Controlling A Native App from a Javascript Desktop 29 August 2008

Well, I worked on a sort of VNC-like solution to controlling native desktop applications from a remote PC. It’s an interesting concept, I settled with something less than easy to use, and less than really feasable. It’s a Proof of concept, and it’s likely I won’t work on it again (Like ForkSwif).

It is an application (module) on a hacked Ext 2.0 Desktop example that uses Ajax (Polling) to query a local PHP proxy to query a remote desktop. The remote desktop is running some software (powered by .NET sadly…) that captures the window’s contents, does a diff to see if there are modifications and where (only sends updates to changed parts of the screen, sorta like VNC). It base64 encodes it and sends it along HTTP to the proxy, which sends it to the javascript client.

The client can send events to be repeated on the remote desktop, currently only left mousedown and mouseup (so, basically only clicking), but using the Keyboard should be easy enough.

I imagine that a more feasable option is to create a javascript X11 client, taking proxied connections to a X session under SSH so it is better with window-specificness, and an overall more stable platform, so you could also run multiple applications simultaneously on the desktop.

here’s an early screenshot:

Controlling A native desktop app from a javascript desktop
Controlling A native desktop app from a javascript desktop
Controlling A native desktop app from a javascript desktop (early build)

Files here:

http://antimatter15.110mb.com/misc/coolstuff.zip

Extract desktop2 to your Apache server, start Windows Calculator (or another app of your choosing). Run Screen.exe, type the app title, press “Get Handle” and check the “Run Server” box. Navigate to the desktop.html (on your PHP-enabled apache), and start the “NV Window” app.

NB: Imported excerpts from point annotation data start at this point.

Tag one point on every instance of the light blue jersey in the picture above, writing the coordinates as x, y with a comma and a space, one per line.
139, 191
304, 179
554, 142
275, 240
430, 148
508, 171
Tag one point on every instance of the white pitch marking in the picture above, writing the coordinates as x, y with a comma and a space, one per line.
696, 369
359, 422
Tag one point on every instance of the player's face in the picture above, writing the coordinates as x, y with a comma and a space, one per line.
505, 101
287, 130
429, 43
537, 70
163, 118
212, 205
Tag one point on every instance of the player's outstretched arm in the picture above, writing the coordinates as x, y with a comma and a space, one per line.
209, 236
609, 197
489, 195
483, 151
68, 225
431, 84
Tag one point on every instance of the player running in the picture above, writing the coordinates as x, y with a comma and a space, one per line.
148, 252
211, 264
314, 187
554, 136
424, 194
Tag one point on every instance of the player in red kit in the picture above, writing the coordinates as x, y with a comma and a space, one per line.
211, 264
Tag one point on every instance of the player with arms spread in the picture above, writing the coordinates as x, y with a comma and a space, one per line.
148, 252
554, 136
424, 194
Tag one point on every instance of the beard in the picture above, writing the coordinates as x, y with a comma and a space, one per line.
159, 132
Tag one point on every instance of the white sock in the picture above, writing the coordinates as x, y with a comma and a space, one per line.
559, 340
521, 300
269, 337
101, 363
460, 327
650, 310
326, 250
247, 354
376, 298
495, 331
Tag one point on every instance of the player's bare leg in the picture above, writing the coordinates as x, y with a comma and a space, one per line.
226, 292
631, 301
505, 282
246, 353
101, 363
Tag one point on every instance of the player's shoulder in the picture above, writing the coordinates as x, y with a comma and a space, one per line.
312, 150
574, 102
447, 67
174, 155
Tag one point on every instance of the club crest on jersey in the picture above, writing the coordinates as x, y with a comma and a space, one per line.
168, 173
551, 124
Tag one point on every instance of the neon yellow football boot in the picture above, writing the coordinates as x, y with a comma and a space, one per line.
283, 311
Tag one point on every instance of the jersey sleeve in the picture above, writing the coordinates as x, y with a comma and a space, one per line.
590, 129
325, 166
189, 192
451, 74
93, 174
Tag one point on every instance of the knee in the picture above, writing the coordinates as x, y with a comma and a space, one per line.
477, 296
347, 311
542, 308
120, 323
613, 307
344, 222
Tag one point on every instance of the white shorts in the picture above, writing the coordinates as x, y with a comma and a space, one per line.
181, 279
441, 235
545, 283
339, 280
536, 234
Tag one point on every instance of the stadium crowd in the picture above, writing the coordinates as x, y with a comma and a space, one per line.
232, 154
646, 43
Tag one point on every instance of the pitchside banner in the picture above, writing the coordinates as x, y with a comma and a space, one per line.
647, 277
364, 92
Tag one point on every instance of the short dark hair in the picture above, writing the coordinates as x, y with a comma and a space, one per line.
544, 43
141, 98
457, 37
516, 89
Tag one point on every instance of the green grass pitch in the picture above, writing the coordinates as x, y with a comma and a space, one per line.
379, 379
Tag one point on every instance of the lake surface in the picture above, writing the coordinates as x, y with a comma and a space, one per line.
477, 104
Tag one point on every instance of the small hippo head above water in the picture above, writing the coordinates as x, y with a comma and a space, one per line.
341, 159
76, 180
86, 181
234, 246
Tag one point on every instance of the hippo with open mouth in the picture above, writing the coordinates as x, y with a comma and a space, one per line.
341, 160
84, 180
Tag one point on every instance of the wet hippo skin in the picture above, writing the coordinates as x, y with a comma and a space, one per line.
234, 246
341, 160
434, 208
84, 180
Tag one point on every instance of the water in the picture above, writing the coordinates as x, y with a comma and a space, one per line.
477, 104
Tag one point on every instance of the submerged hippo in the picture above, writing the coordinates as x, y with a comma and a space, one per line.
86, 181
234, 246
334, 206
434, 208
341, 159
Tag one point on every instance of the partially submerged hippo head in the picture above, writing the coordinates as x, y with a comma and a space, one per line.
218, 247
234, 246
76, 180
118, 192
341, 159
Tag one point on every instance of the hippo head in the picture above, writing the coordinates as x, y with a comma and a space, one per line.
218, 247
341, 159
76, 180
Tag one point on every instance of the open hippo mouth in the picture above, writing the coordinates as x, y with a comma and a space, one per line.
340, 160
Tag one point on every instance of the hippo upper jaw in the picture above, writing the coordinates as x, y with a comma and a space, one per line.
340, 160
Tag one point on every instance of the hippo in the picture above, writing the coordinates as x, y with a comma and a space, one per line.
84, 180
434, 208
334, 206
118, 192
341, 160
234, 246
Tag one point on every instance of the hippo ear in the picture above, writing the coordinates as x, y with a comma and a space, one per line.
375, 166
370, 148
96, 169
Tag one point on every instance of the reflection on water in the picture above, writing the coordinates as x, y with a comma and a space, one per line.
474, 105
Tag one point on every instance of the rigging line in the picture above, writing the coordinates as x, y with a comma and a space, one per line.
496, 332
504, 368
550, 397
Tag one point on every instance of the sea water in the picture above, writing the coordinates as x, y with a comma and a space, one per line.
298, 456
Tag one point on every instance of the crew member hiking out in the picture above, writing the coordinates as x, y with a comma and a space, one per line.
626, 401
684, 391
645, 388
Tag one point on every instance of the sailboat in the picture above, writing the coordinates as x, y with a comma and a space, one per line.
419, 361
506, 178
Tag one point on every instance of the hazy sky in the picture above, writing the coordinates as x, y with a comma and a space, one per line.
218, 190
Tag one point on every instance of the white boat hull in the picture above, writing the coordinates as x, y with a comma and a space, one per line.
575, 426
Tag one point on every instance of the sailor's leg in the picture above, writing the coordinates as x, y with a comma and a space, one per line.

To be able to control the app, you have to set it to your network ip (not localhost) on a VM or a different computer. and configure sample.js at line 191.

proxy: "gdat.php?url=",
updateurl : "[http://localhost:12345](http://localhost:12345/)",
baseurl : "[http://localhost:12345/base](http://localhost:12345/base)",
showimg : false,
uinterval: 1000,
updater: null,
xoffset: -8,
yoffset: -28,

change localhost to the server’s IP. And tick “Control Desktop”

Note that you need firebug.

If i can think of a name for the app, i’ll be sure to creakte a google code project for it. so if anyone want’s the source, think of a name for it.